Generally, items are extensions of the intentions, personalities, and agendas of their creator.

I dont want to see money buy magic items, because then the items stop being magical. One might as well order the items online from an Amazon. It would feel nonmagical.



On the other hand, I dont mind "consumable" items being purchasable. Things like holy water, sunrods, alchemical goods, and so on, seem like things that a magitech economy can produce reliably via rituals.
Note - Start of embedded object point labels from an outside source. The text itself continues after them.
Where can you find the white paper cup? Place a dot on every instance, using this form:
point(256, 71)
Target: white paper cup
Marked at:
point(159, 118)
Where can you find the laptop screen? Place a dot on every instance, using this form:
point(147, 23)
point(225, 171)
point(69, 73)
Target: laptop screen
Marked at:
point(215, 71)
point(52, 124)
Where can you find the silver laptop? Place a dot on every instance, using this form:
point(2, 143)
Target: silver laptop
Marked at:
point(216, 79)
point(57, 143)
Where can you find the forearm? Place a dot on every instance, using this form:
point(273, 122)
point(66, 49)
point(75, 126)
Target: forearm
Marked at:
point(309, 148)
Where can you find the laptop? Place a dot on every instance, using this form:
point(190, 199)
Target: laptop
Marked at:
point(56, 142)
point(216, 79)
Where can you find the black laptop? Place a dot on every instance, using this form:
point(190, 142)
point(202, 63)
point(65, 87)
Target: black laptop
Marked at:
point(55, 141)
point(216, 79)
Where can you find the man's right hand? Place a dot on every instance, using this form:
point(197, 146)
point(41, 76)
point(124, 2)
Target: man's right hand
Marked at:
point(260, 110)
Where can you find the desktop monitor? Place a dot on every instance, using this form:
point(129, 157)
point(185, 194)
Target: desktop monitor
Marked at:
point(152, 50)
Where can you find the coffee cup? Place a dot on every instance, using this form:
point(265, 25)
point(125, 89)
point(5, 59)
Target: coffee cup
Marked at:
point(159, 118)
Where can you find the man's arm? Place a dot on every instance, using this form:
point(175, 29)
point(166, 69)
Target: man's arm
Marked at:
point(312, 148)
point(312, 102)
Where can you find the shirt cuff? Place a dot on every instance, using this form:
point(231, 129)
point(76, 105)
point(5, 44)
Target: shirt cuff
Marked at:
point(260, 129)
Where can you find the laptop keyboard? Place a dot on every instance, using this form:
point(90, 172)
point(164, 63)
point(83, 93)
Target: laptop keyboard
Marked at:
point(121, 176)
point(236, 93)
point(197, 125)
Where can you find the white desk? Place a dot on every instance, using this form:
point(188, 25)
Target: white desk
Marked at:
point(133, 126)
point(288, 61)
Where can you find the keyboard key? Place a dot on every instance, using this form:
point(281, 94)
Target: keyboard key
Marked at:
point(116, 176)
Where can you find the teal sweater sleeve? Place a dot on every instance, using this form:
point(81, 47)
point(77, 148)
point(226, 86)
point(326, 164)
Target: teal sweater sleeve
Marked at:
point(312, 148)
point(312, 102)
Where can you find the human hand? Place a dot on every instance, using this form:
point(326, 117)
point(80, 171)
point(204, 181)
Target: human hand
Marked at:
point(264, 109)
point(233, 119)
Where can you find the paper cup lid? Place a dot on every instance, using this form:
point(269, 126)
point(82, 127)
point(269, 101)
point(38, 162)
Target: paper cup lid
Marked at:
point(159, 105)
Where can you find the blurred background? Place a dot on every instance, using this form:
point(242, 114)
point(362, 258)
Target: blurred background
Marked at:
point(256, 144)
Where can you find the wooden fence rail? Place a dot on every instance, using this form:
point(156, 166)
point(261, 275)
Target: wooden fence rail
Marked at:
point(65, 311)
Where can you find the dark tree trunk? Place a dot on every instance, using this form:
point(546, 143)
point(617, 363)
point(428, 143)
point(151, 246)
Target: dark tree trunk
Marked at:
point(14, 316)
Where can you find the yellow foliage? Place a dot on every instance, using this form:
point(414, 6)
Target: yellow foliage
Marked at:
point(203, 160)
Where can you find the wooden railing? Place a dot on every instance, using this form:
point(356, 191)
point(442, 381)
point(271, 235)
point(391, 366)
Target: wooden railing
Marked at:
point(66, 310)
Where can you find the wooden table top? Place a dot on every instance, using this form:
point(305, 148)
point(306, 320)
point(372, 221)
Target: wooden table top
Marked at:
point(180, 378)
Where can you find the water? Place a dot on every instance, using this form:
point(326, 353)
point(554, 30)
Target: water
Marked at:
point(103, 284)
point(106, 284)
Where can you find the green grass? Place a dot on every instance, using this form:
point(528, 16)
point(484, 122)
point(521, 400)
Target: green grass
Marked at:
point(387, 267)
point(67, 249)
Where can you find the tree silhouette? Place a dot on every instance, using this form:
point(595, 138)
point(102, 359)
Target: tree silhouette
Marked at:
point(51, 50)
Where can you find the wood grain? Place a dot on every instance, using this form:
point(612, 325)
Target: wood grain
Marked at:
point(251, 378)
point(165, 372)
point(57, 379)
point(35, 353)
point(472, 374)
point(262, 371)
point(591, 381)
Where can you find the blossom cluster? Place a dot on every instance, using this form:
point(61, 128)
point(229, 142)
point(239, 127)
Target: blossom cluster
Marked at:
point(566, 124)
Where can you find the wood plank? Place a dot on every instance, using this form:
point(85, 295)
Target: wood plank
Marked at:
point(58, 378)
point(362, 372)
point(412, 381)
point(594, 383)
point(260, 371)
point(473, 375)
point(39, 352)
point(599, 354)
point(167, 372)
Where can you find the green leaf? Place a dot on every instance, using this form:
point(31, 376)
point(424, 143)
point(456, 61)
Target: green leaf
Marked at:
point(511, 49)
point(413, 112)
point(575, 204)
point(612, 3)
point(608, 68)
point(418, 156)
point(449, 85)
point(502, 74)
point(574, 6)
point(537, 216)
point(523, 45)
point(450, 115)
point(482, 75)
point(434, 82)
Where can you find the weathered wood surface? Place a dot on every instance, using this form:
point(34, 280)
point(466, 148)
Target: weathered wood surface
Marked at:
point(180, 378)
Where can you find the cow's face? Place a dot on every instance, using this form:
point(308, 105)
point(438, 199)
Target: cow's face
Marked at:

So where a magic item is more like a "person". A consumable item is more like goods and services − more standardized, less personalized.
 

Clint_L

Hero
I think it would be better, making it more useful for keeping lower coins valuable longer (as it stands, most players stop caring about silver within a few levels, and they never care about copper). However, such a change would require a completely new edition, as it wouldn't be backwards compatible.

Unrelated Rant
I personally detest the metric monetary system D&D has used since 3E, but I understand why it's popular. It just feels unrealistic that four of the five valued metals just happen to occur in a linear proportion. The old setup was more complicated (10 CP = 1 SP, 20 SP = 2 EP = 1 GP, 5 GP = 1 PP), but felt more realistic. Whenever an American complains about it being complicated, I point out that every day they deal with a similar system with minimal difficulty (5 "cp" = 1 "sp", 2 "sp" = 1 "ep", 5 "sp" = 1 "gp", 4 "gp" = 1 "pp").


Obviously you've never carried a lot of coins! It's pretty cumbersome, and while it might not help the "story," trying to bring home loot can be a story in itself.
I understand that it would be heavy, and that might be an interesting story. Once. But constantly worrying about the weight of money? No thanks.